The deterioration of proteins may extend beyond malfunctioning nuclear pores. Unlike cells of the skin or other high-turnover areas of the body, most of our neurons stay with us our whole lives. Other important components of neurons may contain ELLPs and thus may be similarly prone to wear and tear. In addition to being embedded in the membrane surrounding the nucleus, ELLPs are found on the plasma membrane, the outermost surface of the cell. They are also part of the chromatin, the bundles of DNA and proteins found inside the nucleus, which help to organize and control the function of a cell's genetic operations. In each case, ELLPs serve a vital role in coordinating the dizzying array of cellular activity that keeps our nervous system healthy.

"The reason we keep neurons so long is that it's important to have consistency; otherwise we wouldn't be able to learn and remember or to respond quickly to our environment," Hetzer says. "If we had to replace neurons all the time, it would constantly interfere with our ability to function in the world. But stability comes at a cost: it tests the durability of those neurons. We know that genetic activity changes with age, and we think that results in part from deterioration of nuclear pores and other longlived cellular components."

Emmanuel Nivet and Juan Carlos Izpisua Belmonte. Seated: Ignacio Sancho Martinez

From left: Emmanuel Nivet and Juan Carlos Izpisua Belmonte. Seated: Ignacio Sancho Martinez

Like Karlseder, Hetzer is curious why some elderly people seem relatively unaffected by aging, while others suffer from, Parkinson's, Alzheimer's and other neurodegenerative disorders. Through fully understanding how certain people maintain normal function and ward off disease, his team hopes to identify and possibly bolster genetic and epigenetic mechanisms that protect us as we age.

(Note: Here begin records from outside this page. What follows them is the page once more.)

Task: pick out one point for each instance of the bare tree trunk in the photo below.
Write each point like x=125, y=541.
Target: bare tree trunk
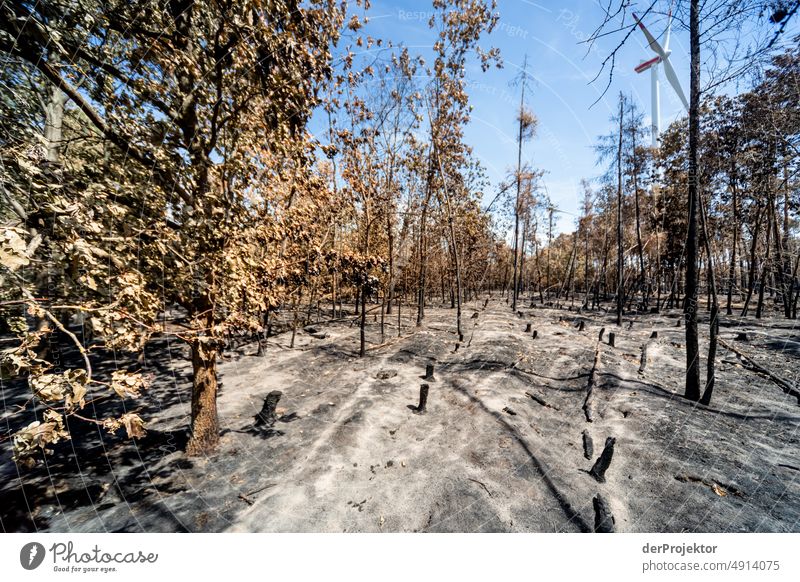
x=764, y=268
x=620, y=258
x=732, y=266
x=751, y=272
x=714, y=317
x=690, y=300
x=204, y=435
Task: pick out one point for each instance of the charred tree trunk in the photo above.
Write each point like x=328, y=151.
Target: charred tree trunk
x=204, y=435
x=620, y=258
x=690, y=301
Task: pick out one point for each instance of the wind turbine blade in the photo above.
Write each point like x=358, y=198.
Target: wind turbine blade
x=672, y=77
x=651, y=39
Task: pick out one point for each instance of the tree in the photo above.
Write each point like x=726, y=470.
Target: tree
x=199, y=95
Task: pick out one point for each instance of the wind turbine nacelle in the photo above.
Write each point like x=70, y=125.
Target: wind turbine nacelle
x=644, y=65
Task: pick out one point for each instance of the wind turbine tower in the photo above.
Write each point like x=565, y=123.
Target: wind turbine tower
x=661, y=58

Other Salk scientists, such as Juan Carlos Izpisua Belmonte, holder of the Roger Guillemin Chair, are looking to our most immature cells to explain what it means to get old. Izpisua Belmonte's lab studies how stem cells differentiate and give rise to over 200 cell types that constitute the human body. This research not only helps explain how our bodies maintain and heal themselves, but also offers the possibility of using stem cells in regenerative medicine.

In one study, Izpisua Belmonte's team generated induced pluripotent stem cells (iPSCs) from skin cells obtained from patients with Hutchinson-Gilford progeria syndrome, a condition which causes them to age eight to ten times faster than the rest of us. The Salk scientists then differentiated the stem cells into smooth muscle cells displaying the telltale signs of vascular aging. In addition to providing insight into Hutchinson-Gilford progeria, the study offered a new method for studying age-related disease in the laboratory at an accelerated pace.

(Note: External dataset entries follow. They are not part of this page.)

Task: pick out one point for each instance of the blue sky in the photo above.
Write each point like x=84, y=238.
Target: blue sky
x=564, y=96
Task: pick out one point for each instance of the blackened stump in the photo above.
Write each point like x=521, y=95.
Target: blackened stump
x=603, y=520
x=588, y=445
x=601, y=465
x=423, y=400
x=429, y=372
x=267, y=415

More recently, Izpisua Belmonte's group used iPSCs to generate neurons that exhibited characteristics of Parkinson's disease due to mutant genes inserted into the cells' DNA. This allowed them to study the molecular underpinnings of the disorder in the laboratory, overcoming the difficulty of obtaining human neurons for experiments. His lab is also using iPSCs to study Werner syndrome, a premature aging condition that more closely resembles normal aging, compared to Hutchinson-Gilford progeria. Using these laboratory models, he and his team are studying the links between genetic instability, aberrant epigenetic signatures and cellular aging. Like Karlseder and Hetzer, Izpisua Belmonte emphasizes that studying the normal process of aging is crucial to understanding how things can go wrong.

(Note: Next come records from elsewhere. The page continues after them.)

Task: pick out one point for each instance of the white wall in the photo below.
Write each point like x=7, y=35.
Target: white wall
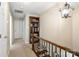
x=55, y=28
x=4, y=17
x=18, y=28
x=75, y=28
x=27, y=26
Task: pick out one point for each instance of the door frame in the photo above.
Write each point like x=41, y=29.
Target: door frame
x=29, y=27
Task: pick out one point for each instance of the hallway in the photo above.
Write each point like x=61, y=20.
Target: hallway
x=20, y=49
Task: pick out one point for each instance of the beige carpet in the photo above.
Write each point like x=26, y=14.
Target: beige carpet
x=20, y=49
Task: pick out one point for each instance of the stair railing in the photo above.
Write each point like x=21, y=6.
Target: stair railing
x=50, y=49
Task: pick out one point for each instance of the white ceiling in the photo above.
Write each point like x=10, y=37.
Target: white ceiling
x=33, y=7
x=30, y=7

"Pluripotent stem cells give rise to all the tissues and organs in our bodies, and stem cells continue to repair and replace old cells throughout our lives," he says. "If we know precisely how this happens—the exact molecular mechanisms— we might be able to boost this capacity for self-healing."

Karlseder offers Ernst Juller as an example of what could become the norm if the science unravels the mysteries of healthy aging. "Obviously, advances in science and medicine have played a large role in helping us live longer," says Karlseder. "Now we need to focus on keeping us healthy longer. My aspiration is to stay as healthy as my grandfather as I get older, and I think the science we're doing now can help make that happen."